Ieri sera è andata in onda la sesta puntata di X Factor, un vero e proprio ‘puntatone’ sia per la qualità sia per gli eventi inaspettati (scontro finale, Dorina vs Kymera). Tuttavia l’evento più atteso, così lo ha definito Elio, è stato quello che ha visto Nevruz protagonista, il quale ha offerto una rilettura originale del brano Mi vendo di Renato Zero, cantando in un gabinetto.

L’incredibile Nevruz continua a cantare sul palcoscenico di X Factor. Anche la serata di ieri, infatti, lo ha promosso alla prossima puntata. Inoltre sembra che ormai quasi tutti si accingono a salire sul carro dei vincitori. Anche Anna Tatangelo, infatti, non ha più bisogno di esorcisti.

Elio lo ha presentato come “l’evento più atteso” e forse non ha tutti i torti. Nevruz, infatti, nel bene o nel male riesce in ogni modo a sorprendere. Ieri sera ha offerto una rilettura originale del brano Mi vendo di Renato Zero. Inizialmente sembra molto composto.
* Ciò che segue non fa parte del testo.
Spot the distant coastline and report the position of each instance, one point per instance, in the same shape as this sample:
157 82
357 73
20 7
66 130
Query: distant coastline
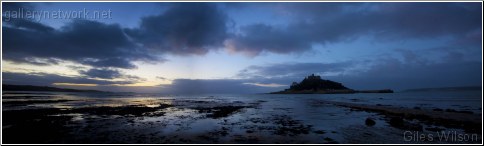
7 87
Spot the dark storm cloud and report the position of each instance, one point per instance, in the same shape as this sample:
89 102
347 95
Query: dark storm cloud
316 23
88 42
392 73
101 73
45 79
183 29
410 71
261 37
28 24
200 86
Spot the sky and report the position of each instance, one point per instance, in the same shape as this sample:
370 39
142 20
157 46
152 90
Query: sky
211 47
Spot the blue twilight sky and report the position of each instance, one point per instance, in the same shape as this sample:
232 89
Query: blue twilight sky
240 47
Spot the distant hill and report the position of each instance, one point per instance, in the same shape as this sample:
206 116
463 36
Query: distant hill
460 88
314 84
6 87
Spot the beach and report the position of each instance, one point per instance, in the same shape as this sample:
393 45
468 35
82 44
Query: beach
55 117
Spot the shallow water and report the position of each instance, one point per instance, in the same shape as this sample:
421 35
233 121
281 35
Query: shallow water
53 117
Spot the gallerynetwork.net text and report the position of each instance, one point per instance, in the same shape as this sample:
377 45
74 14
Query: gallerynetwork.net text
39 15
Capelli, stranamente, legati, anche se non per molto e vestito, anche questo temporaneamente. La scenografia lo ritrae in un vero e proprio gabinetto e lui canta con un rotolo di carta igenica a portata di mano. Man mano che va avanti con la canzone, si spoglia. I commenti questa volta sono tutti positivi. Sembra, infatti, che ormai tutti salgano sul “carro dei vincitori”.
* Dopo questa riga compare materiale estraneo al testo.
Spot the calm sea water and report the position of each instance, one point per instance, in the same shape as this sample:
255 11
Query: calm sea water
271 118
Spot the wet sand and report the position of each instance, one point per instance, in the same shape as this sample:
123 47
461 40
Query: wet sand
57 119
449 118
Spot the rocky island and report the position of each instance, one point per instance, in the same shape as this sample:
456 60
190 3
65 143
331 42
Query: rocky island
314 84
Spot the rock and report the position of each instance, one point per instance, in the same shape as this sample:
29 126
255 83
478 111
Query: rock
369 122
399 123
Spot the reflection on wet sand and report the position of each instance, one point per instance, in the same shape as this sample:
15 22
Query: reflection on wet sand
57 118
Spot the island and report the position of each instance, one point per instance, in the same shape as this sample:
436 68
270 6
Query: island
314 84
La prima ad esprimersi è Mara Maionchi, da sempre sua sostenitrice:Certamente una rivisitazione del pezzo fatta alla tua maniera. Mi è piaciuta. sai che sono una tua fan. Segue Sora Tata, che non fa riferimento questa volta agli esorcisti: Nevruz, non so se è per il cesso o per te, ma questa sera mi sei piaciuto. Come dire… un commento ‘azzeccato’! Enrico Ruggeri lo apprezza e segue con passione sin dall’inizio e il suo giudizio non può che essere positivo: “ho apprezzato la coreografia, la scenografia. Si vede che ti piace questa canzone e questo artista. Molto bene“.

Elio, invece, fa una considerazione: “Ai casting sono stato sul punto di mandarti via ma poi mi è staccata una molla. Ogni giorno che passa Nevruz è una scoperta pazzesca!“.